# How do we recognize spiritual warfare?



## Blue Tick

I know this may sound like a dumb question, but how do we recognize spiritual warfare?

What are some examples? In the past when I was attending a Dispensational/arminian church everything was warfare! Redlights, printer not working, copy machine broken, kid's demon possessed, volunteers not showing up, the list goes on.....


Anyway, since I became a Calvinist I don't seem to "experience" so much warfare anymore. Has this happened to anyone?


----------



## Scott Shahan

Blue Tick said:


> I know this may sound like a dump question, but how do we recognize spiritual warfare?
> 
> What are some examples? In the past when I was attending a Dispensational/arminian church everything was warfare! Redlights, printer not working, copy machine broken, kid's demon possessed, volunteers not showing up, the list goes on.....
> 
> 
> Anyway, since I became a Calvinist I don't seem to "experience" so much warfare anymore. Has this happened to anyone?



2 Corinthians 10:4 For the weapons of our warfare are not of the flesh but have divine power to destroy strongholds. 5 *We destroy arguments *and *every lofty opinion raised against the knowledge of God*, and *take every thought captive to obey Christ*, 6 being ready to punish every disobedience, when your obedience is complete.

Pay attention to what the *idol factory *is doing....


----------



## BobVigneault

We got a pretty good thread going here on this topic.


----------



## tcalbrecht

Stan Gale has written a helpful book titled [ame="http://www.amazon.com/Warfare-Witness-Contending-Opposition-Evangelism/dp/1845500792"]_Warfare Witness: Contending with Spiritual Opposition in Everyday Evangelism_. [/ame]

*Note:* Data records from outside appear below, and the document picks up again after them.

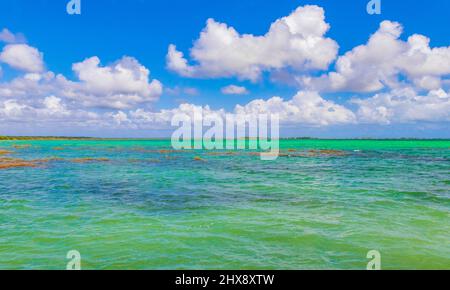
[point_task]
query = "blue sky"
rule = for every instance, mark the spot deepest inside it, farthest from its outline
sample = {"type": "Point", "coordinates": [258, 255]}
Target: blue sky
{"type": "Point", "coordinates": [143, 30]}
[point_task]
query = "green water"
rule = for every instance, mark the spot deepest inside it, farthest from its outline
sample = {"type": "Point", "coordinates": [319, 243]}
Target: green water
{"type": "Point", "coordinates": [145, 209]}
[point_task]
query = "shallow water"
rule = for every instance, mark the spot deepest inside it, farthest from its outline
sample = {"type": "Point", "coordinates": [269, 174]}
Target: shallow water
{"type": "Point", "coordinates": [134, 207]}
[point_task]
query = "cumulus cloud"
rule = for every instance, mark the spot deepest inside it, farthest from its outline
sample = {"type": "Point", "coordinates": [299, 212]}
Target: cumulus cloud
{"type": "Point", "coordinates": [234, 90]}
{"type": "Point", "coordinates": [305, 108]}
{"type": "Point", "coordinates": [403, 106]}
{"type": "Point", "coordinates": [297, 42]}
{"type": "Point", "coordinates": [384, 61]}
{"type": "Point", "coordinates": [9, 37]}
{"type": "Point", "coordinates": [121, 85]}
{"type": "Point", "coordinates": [22, 57]}
{"type": "Point", "coordinates": [48, 110]}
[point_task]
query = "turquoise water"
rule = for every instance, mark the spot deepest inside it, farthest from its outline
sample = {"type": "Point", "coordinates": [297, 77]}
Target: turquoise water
{"type": "Point", "coordinates": [134, 207]}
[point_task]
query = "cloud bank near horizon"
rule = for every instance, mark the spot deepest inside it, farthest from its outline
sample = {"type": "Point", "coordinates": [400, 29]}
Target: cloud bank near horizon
{"type": "Point", "coordinates": [407, 81]}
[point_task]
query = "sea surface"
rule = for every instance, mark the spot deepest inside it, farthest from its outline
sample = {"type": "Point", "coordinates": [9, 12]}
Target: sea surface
{"type": "Point", "coordinates": [137, 204]}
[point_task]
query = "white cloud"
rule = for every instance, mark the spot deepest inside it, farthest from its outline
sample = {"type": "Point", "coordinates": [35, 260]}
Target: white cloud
{"type": "Point", "coordinates": [177, 91]}
{"type": "Point", "coordinates": [9, 37]}
{"type": "Point", "coordinates": [234, 90]}
{"type": "Point", "coordinates": [22, 57]}
{"type": "Point", "coordinates": [122, 85]}
{"type": "Point", "coordinates": [383, 60]}
{"type": "Point", "coordinates": [48, 110]}
{"type": "Point", "coordinates": [305, 108]}
{"type": "Point", "coordinates": [297, 41]}
{"type": "Point", "coordinates": [403, 106]}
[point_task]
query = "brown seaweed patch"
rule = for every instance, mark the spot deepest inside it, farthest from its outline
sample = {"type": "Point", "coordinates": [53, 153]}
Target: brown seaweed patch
{"type": "Point", "coordinates": [230, 153]}
{"type": "Point", "coordinates": [6, 163]}
{"type": "Point", "coordinates": [25, 146]}
{"type": "Point", "coordinates": [89, 160]}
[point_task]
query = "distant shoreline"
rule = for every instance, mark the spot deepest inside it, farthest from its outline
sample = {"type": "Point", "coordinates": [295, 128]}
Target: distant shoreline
{"type": "Point", "coordinates": [65, 138]}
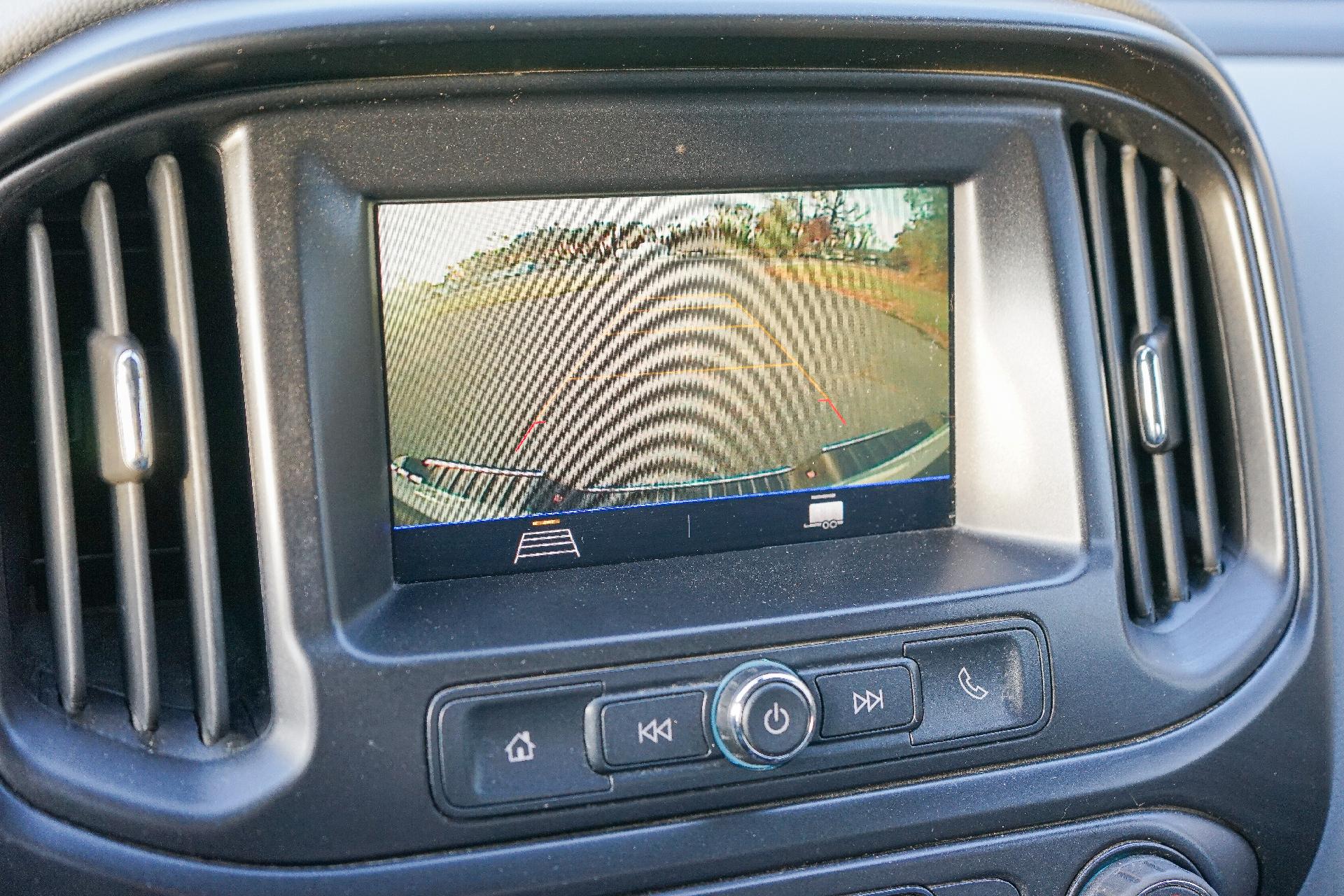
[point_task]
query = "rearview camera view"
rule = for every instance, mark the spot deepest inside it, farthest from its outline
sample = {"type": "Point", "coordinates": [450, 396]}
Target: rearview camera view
{"type": "Point", "coordinates": [550, 359]}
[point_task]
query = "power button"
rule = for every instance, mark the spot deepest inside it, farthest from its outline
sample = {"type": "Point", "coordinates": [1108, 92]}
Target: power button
{"type": "Point", "coordinates": [764, 715]}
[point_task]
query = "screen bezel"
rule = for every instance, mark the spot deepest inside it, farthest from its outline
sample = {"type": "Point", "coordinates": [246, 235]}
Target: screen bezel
{"type": "Point", "coordinates": [631, 533]}
{"type": "Point", "coordinates": [1019, 501]}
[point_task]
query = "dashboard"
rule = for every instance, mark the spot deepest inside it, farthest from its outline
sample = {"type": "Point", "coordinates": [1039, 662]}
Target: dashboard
{"type": "Point", "coordinates": [582, 449]}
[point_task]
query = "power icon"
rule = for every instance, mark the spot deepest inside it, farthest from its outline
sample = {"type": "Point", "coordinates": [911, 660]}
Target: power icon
{"type": "Point", "coordinates": [764, 713]}
{"type": "Point", "coordinates": [777, 720]}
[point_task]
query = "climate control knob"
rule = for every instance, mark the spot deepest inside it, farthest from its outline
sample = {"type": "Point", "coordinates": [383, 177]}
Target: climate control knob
{"type": "Point", "coordinates": [764, 715]}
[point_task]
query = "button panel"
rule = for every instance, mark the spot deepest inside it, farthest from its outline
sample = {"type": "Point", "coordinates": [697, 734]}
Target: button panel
{"type": "Point", "coordinates": [640, 731]}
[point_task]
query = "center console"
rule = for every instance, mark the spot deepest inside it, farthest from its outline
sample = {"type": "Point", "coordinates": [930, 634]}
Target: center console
{"type": "Point", "coordinates": [739, 463]}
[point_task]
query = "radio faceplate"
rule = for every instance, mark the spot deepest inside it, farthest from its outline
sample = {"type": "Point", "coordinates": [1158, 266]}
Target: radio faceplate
{"type": "Point", "coordinates": [638, 731]}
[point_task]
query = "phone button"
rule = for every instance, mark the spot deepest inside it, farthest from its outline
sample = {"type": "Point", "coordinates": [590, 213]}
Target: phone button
{"type": "Point", "coordinates": [979, 684]}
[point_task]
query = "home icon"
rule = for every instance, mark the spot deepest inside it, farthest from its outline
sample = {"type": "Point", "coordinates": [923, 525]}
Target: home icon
{"type": "Point", "coordinates": [521, 748]}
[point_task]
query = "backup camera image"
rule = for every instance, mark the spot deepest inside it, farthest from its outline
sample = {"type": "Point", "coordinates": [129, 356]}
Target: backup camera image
{"type": "Point", "coordinates": [558, 355]}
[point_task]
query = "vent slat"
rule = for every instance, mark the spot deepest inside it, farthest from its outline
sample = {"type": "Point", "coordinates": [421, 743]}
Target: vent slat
{"type": "Point", "coordinates": [1196, 416]}
{"type": "Point", "coordinates": [1144, 285]}
{"type": "Point", "coordinates": [125, 454]}
{"type": "Point", "coordinates": [62, 554]}
{"type": "Point", "coordinates": [1108, 296]}
{"type": "Point", "coordinates": [169, 216]}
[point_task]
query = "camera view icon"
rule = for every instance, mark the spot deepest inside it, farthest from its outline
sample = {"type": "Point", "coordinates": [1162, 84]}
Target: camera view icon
{"type": "Point", "coordinates": [546, 545]}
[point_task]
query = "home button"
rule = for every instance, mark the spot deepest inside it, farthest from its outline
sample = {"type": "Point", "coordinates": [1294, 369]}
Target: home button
{"type": "Point", "coordinates": [517, 747]}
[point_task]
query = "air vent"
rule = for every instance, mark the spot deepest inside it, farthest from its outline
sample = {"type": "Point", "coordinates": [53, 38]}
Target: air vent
{"type": "Point", "coordinates": [1158, 317]}
{"type": "Point", "coordinates": [131, 618]}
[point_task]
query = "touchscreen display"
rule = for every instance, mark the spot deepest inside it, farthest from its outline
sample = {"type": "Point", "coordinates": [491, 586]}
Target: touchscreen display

Stan is a friend of mine and pastor of the Reformed Presbyterian Church of West Chester, PA (PCA).


----------



## Dieter Schneider

On Christian warfare I recommend the following (in that order!):

1.Dr Martyn Lloyd-Jones on Ephesians is superb! I prefer him to Calvin!
2.Thomas Brooks (Precious Remedies), see http://www.gracegems.org/Brooks/precious_remedies_against_satan.htm
3.John Bunyan (Holy War) http://www.reformedreader.org/rbb/bunyan/holywar/toc.htm
4.William Gurnall (The Christian in Complete Armour; not for the faint-hearted), see http://www.ccel.org/g/gurnall/armour/home.htm


----------



## Bandguy

Well, you see. Here is the way it is. You know, the librarian, the local government officials and witches are all plotting a takeover of the old small town working in conjunction with the devil and his demons. God and his angels have a few faithful prayer warriors who give them strength to fight the devil and his demons whenever they pray....but watch out, because God and his angels will lose their power if you stop praying... oh wait...I am sorry. That was in the Perretti fiction full of false doctrine and heresy called "This Present Darkness". I can definitely relate to the problem of being around all this wrong teaching and wondering what true spiritual warfare is. I truly think, upon further reflection, that it may have something to do with sanctification and mortification of sin. Check out Romans 7 and 8.


----------